Câncer de pele
Câncer de pele
O câncer de pele é a forma mais comum de câncer no mundo e é geralmente classificado como câncer de pele não melanoma (CPNM) ou melanoma. A incidência exata de câncer de pele é difícil de determinar devido à falta de critérios diagnósticos e subnotificação. No entanto, vários estudos epidemiológicos mostraram uma incidência crescente de CPNM e melanoma nas últimas décadas. O diagnóstico e o tratamento dessas neoplasias representam um problema de saúde significativo do ponto de vista do bem-estar do paciente e dos gastos com saúde. Os cânceres de pele estão freqüentemente localizados nas regiões expostas ao sol da cabeça e pescoço, o que pode resultar em morbidade significativa durante o diagnóstico e tratamento. As opções de tratamento incluem excisão cirúrgica, crioterapia, quimioterapia, imunoterapia e radiação. A segurança adequada contra o sol (filtro solar) é de extrema importância para prevenir o câncer de pele.
Etiologia
A radiação solar ultravioleta (UV) é o principal fator etiológico no desenvolvimento de doenças cutâneas malignas. A esmagadora maioria dos casos de CPNM e melanoma está relacionada à exposição aos raios ultravioletas. Essa exposição induz a carcinogênese por um mecanismo duplo; ele gera danos ao DNA que levam à formação de mutações e reduz a capacidade do sistema imunológico do hospedeiro de reconhecer e remover células malignas. O carcinoma basocelular (CBC) e o carcinoma espinocelular (CEC) são as formas mais comuns de CPNM e ambos são derivados de células mutantes de queratinócitos epidérmicos. A exposição cumulativa ao longo da vida aos raios ultravioletas está diretamente correlacionada com o risco de desenvolver CBC e CEC. O melanoma é a forma mais mortal de pele e é derivado de melanócitos mutantes. Em contraste com o CBC e o CEC, o risco de desenvolver melanoma está diretamente relacionado à exposição ao sol durante a adolescência, especificamente o número de queimaduras solares dos 15 aos 20 anos. Outros fatores de risco implicados no desenvolvimento de malignidades cutâneas incluem história familiar, exposição a produtos químicos, uso de bronzeamento artificial, papilomavírus humano (HPV), tipo de, presença de nevos melanocíticos e estado de imunossupressão.

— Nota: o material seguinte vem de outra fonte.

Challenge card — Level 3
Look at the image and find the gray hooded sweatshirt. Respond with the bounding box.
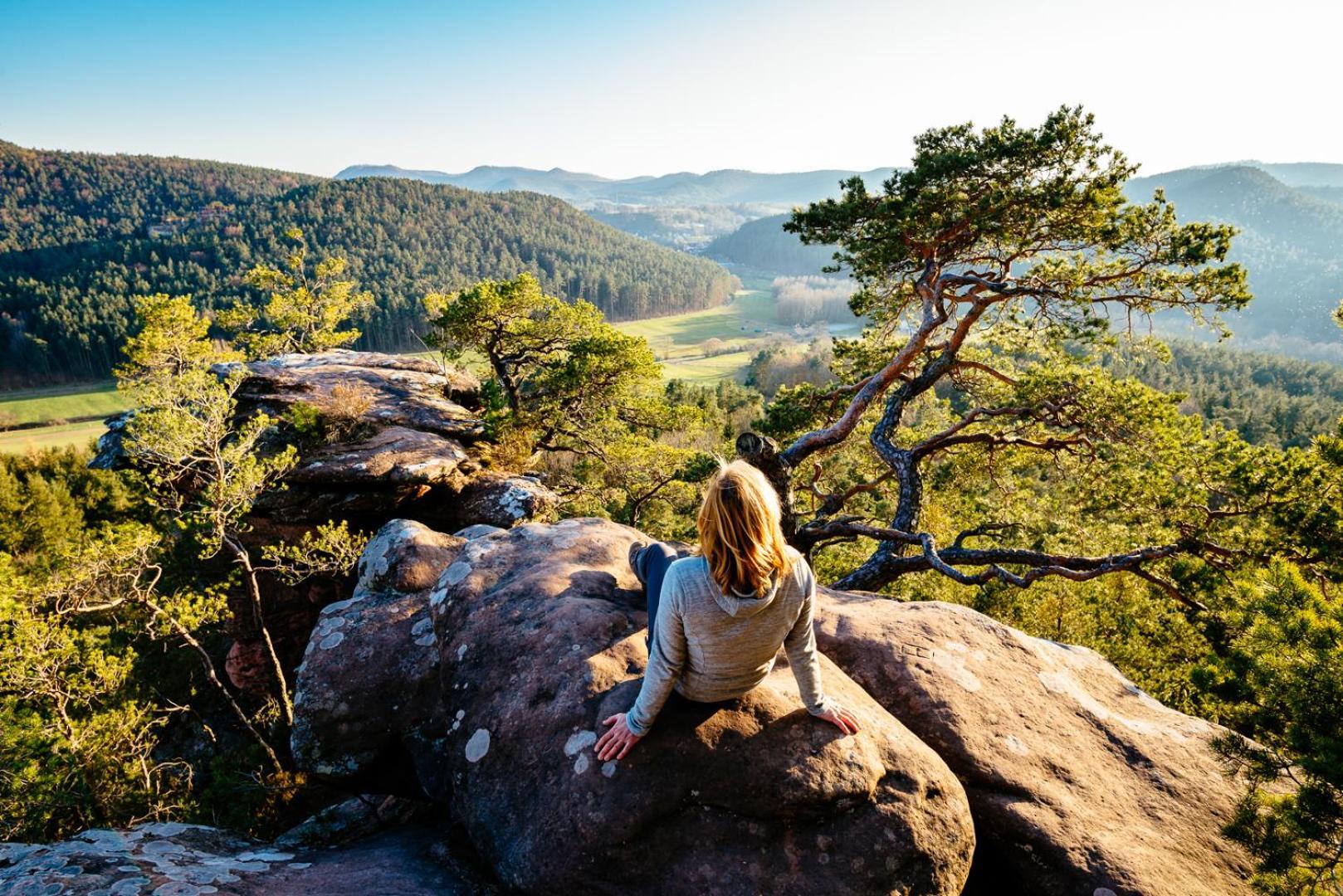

A exposição ao sol é o fator de risco modificável mais importante associado ao desenvolvimento de CPNM e melanoma. A radiação UV pode ser subdividida em UV-A, UV-B e UV-C. A luz solar é composta principalmente de componentes UV-A (~ 90%) e UV-B (~ 10%). Os raios UV-C são absorvidos principalmente pela atmosfera. O UV-A tem comprimento de onda maior (320-400 nm) e penetra na derme causando a formação de radicais livres. O UV-B tem comprimento de onda mais curto (290-320 nm), penetra até o nível do estrato básico da epiderme e causa a formação de dímeros de timina. Tanto o UV-A quanto o UV-B contribuem para a carcinogênese, entretanto, acredita-se que o UV-A desempenhe um papel mais importante. A radiação ultravioleta causa lesão celular, apoptose e prejudica os mecanismos de reparo do DNA que levam a mutações no DNA.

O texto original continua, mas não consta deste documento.